Selon l’article 514 du code de procédure civile, les décisions de première instance sont de droit exécutoires à titre provisoire à moins que la loi ou la décision rendue n’en dispose autrement.
Toutefois, selon l’article 514-1 du même code, le juge peut écarter l’exécution provisoire de droit, en tout ou partie, s’il estime qu’elle est incompatible avec la nature de l’affaire. Il statue, d’office ou à la demande d’une partie, par décision spécialement motivée.

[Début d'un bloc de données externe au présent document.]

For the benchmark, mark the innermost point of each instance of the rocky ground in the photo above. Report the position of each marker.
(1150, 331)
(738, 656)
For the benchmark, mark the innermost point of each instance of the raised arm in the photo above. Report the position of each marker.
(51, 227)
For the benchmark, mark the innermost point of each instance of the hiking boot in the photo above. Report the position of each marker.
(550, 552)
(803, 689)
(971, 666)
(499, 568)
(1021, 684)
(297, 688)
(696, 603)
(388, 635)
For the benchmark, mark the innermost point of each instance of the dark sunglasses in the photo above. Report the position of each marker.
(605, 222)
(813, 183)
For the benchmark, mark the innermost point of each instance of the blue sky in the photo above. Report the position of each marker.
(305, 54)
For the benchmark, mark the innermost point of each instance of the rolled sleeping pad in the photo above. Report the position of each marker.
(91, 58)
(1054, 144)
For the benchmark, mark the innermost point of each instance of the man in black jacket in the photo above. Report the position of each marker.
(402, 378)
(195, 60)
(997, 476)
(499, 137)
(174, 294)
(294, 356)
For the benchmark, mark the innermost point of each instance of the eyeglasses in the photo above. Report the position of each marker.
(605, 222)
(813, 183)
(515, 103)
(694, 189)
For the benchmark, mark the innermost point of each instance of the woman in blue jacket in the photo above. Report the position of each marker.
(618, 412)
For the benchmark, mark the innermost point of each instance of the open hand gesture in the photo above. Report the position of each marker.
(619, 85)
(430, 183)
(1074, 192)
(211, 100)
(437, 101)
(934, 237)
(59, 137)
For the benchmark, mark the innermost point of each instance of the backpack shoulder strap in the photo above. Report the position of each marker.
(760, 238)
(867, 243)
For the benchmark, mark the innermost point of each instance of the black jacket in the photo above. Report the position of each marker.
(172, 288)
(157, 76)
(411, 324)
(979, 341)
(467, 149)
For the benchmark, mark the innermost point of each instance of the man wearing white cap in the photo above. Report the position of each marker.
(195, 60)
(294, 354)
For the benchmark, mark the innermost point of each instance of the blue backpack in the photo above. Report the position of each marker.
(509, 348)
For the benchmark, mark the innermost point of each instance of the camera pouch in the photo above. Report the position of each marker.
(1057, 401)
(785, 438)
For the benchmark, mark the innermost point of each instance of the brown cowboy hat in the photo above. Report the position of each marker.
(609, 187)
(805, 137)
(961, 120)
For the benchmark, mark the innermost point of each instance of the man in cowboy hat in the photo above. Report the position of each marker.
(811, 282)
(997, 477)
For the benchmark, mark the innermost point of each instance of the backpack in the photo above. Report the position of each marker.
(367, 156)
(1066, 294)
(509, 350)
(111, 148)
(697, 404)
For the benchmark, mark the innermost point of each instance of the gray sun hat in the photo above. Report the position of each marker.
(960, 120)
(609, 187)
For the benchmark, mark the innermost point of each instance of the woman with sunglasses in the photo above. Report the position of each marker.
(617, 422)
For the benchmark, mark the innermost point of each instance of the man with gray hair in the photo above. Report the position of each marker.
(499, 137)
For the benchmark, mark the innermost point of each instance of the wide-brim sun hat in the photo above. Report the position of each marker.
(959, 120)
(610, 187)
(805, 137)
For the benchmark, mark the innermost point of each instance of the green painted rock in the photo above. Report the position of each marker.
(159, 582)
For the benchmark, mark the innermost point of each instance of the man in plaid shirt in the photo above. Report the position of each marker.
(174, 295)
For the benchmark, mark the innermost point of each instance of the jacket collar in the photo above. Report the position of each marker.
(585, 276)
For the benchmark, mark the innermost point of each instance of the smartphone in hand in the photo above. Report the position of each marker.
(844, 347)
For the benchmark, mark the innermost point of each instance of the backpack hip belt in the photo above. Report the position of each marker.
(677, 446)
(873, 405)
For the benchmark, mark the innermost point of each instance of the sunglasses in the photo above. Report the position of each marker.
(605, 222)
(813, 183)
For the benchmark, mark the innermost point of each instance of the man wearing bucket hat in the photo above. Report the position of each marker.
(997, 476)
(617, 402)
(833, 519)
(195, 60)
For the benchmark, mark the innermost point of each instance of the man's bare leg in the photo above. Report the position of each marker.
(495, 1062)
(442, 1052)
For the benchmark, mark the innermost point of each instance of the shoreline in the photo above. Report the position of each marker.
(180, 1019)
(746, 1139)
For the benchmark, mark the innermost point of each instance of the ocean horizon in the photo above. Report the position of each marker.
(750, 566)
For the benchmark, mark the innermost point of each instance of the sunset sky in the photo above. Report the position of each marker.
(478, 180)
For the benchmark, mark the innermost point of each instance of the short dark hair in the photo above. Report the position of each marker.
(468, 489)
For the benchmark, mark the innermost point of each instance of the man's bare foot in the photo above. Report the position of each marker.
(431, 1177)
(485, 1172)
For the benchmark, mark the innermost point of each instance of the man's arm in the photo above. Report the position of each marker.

En l’espèce, compte tenu du montant et de l’ancienneté de la dette et de la mise en place d’un plan d’apurement, il n’y a pas lieu d’écarter l’exécution provisoire de la présente décision.
PAR CES MOTIFS
La juge des contentieux de la protection, statuant après débats publics, par jugement mis à disposition au greffe, contradictoire et en premier ressort,
CONSTATE que la dette locative visée dans le commandement de payer du 11 juin 2025 n’a pas été réglée dans le délai de six semaines,
CONSTATE, en conséquence, que le contrat conclu le 27 décembre 2024 entre la société PLURIAL NOVILIA, d’une part, et M. [S] [O], d’autre part, concernant les locaux situés au [Adresse 2] à [Localité 1] est résilié depuis le 24 juillet 2025,
CONDAMNE M. [S] [O] à payer à la société PLURIAL NOVILIA la somme de 98,27 euros (quatre-vingt-dix-huit euros et vingt-sept centimes) au titre de l’arriéré locatif arrêté au 31 janvier 2026,
AUTORISE M. [S] [O] à se libérer de sa dette en réglant chaque mois pendant 10 mois, en plus du loyer courant, une somme minimale de 10 euros (dix euros), la dernière échéance étant majorée du solde de la dette en principal, intérêts et frais,
DIT que le premier règlement devra intervenir dans les dix jours suivant la signification de la présente décision, puis, pour les paiements suivants, en même temps que le loyer, au plus tard le dixième jour de chaque mois, sauf meilleur accord entre les parties,
SUSPEND les effets de la clause résolutoire pendant l’exécution des délais de paiement accordés à M. [S] [O],
DIT que si les délais accordés sont entièrement respectés, la clause résolutoire sera réputée n’avoir jamais été acquise,
DIT qu’en revanche, pour le cas où une mensualité, qu’elle soit due au titre du loyer et des charges courants ou de l’arriéré, resterait impayée quinze jours après l’envoi d’une mise en demeure par lettre recommandée avec avis de réception,
— le bail sera considéré comme résilié de plein droit depuis le 24 juillet 2025,
— le solde de la dette deviendra immédiatement exigible,
— la bailleresse pourra, à défaut de libération spontanée des lieux et dès l’expiration d’un délai de deux mois suivant la délivrance d’un commandement d’avoir à libérer les lieux, faire procéder à l’expulsion de M. [S] [O] et à celle de tous occupants de son chef, au besoin avec l’assistance de la force publique,
— le sort des meubles sera régi conformément aux dispositions des articles L. 433-1 et L. 433-2 du code des procédures civiles d’exécution,
— M. [S] [O] sera condamné à verser à la société PLURIAL NOVILIA une indemnité d’occupation mensuelle égale au montant des loyers et charges qui auraient été dus en cas de poursuite du bail, et ce, jusqu’à la date de libération effective et définitive des lieux,
DIT n’y avoir lieu d’écarter l’exécution provisoire de droit de la présente décision,
CONDAMNE M. [S] [O] à payer à la société PLURIAL NOVILIA la somme de 100 euros (cent euros) au titre de l’article 700 du code de procédure civile,
CONDAMNE M. [S] [O] aux dépens comprenant notamment le coût du commandement de payer du 11 juin 2025 et celui de l’assignation du 30 octobre 2025.
Ainsi jugé par mise à disposition au greffe le 14 avril 2026, et signé par la juge et la greffière susnommées.